The original promise of server virtualization was simple and offered instant gratification: Say goodbye to racks of underutilized server hardware, and instead use software to pack dozens of virtual machines efficiently on to a few physical servers. The consolidation is supposed to produce savings on hardware (capex), in addition to reduced upkeep, data center space, and energy (opex).
Unfortunately, virtualization adopters quickly discovered that it is entirely too easy to provision virtual servers, which are consuming resources at a pace far greater than before. That's great for agility and flexibility but potentially damaging for budgets. Unnecessary overallocation of resources is costly and leads to more spending for additional capacity.
IT departments often don't have a good idea of their virtual footprint at any given moment. Understanding how many virtual machines are active, which ones have too many resources, or which ones are not used at all can be a complex exercise. IT operators without the proper tools or information are left unprepared to deal with the situation.
With application owners and line-of-business managers jumping into the cloud game at increasing speed, VM overallocation has worsened. These individuals are often making decisions for compute, storage, and memory without understanding application requirements (e.g., resources needed to support an estimated number of users). As a result, people tend to buy more than what they may need to avoid the horror of running out of resources.
Another problem is that monitoring and reporting tools haven't kept pace with virtualization and cloud computing. Without feedback to meter how much resource is provisioned, operation teams may not realize when limits are being exceeded.
For example, if there is a policy for a particular individual that only limits the amount of memory and CPU that can be provisioned per virtual machine without limiting the total number of virtual machines, that policy doesn't account for the wide variance in resource allocation that can occur. The cost, obviously, varies dramatically, and there is no accounting for actual resource availability.
Of course, there's the option to reclaim capacity from the underutilized VMs, sometimes called "zombie" VMs, though that's a risky proposition. Some reclamation actions require downtime or complex procedures to ensure there is not a service interruption. In those scenarios, organizations need adequate storage and networking capacity to bring the resources back up without issue; it can be tricky to calculate these dependencies properly.
To avoid excess capacity in virtual environments, an organization needs to collect enough data across components, in small enough slices, and retain it long enough to provide a highly accurate view of past performance. IT needs to see the detailed peaks and valleys of resource consumption in order to make the right calls on provisioning; that requires frequently updated data sets, in seconds not days. The availability of granular, high-frequency, historical data is the best way to predict future performance needs of your applications.
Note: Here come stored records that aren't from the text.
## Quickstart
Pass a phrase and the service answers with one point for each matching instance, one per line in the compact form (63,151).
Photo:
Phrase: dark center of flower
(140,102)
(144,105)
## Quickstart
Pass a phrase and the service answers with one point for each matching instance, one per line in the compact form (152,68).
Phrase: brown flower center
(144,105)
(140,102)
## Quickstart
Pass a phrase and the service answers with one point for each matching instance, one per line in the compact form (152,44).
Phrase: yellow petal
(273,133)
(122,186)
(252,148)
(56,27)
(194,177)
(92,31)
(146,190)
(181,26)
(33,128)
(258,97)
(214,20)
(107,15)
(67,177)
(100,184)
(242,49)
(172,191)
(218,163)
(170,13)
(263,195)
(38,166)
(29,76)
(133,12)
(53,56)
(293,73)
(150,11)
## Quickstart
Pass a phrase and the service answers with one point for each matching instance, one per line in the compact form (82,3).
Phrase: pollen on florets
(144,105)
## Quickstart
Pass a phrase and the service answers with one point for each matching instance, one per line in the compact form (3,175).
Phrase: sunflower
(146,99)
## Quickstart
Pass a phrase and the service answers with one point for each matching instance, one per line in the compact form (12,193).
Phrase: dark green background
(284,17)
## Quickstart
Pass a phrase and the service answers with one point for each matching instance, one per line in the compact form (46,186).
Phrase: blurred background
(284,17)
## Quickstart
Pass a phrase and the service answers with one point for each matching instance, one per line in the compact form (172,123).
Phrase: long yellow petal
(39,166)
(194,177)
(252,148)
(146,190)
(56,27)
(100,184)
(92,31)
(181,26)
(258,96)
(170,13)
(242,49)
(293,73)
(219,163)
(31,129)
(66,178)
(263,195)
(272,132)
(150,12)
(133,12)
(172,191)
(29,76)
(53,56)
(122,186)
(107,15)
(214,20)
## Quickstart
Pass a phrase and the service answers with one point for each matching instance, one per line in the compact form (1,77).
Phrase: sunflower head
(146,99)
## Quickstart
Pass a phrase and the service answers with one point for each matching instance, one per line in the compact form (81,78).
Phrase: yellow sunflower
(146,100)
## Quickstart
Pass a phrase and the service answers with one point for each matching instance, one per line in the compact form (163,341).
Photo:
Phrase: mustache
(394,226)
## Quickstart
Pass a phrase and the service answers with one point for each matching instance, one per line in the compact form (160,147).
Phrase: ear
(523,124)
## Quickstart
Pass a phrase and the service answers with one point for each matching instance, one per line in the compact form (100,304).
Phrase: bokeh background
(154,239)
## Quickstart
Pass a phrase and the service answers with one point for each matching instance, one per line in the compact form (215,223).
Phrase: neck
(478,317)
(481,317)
With the right tools, policies, and measurements, it's possible to stay on top of even the largest virtual environment. Look no further than Netflix, Facebook, and Google, all known for highly efficient, distributed, and agile web-based operations.
Visibility: All roads lead from here. A company should strive for the capability to have detailed historical views into performance, resource allocation, and status information from all applications and infrastructure devices. Modern infrastructure management and IT operations tools and cloud services can collect the data, mash it up, and provide high-level dashboards to indicate trends and issues.
Data: In IT operations, the more data there is to analyze, the better. The current gold standard is 20-second intervals. Let's say a website peaks at 28,000 transactions during high-load periods. Yet if the interval of observation were hourly, the resulting data would indicate a value closer to 10,000 transactions. If the operations team makes infrastructure decisions based on the average, rather than the peak, it is inviting disaster with end users and customers. Businesses can't afford the loss of disgruntled users who don't want to deal with a sluggish site.
Metrics: Users expect applications to always run perfectly when they need them. That means it's important to be measuring more things more often to know exactly what is needed and when. CPU, memory, and storage usage may have been enough in the past.
It's important to look at not only the basic virtual machine metrics, but also metrics that report on how the broader infrastructure is performing as a system. For example, transaction time, memory ballooning, CPU contention, memory swapping, storage IOPS, and network throughput and latency should all be combined to present performance and resource consumption in context of the applications being delivered.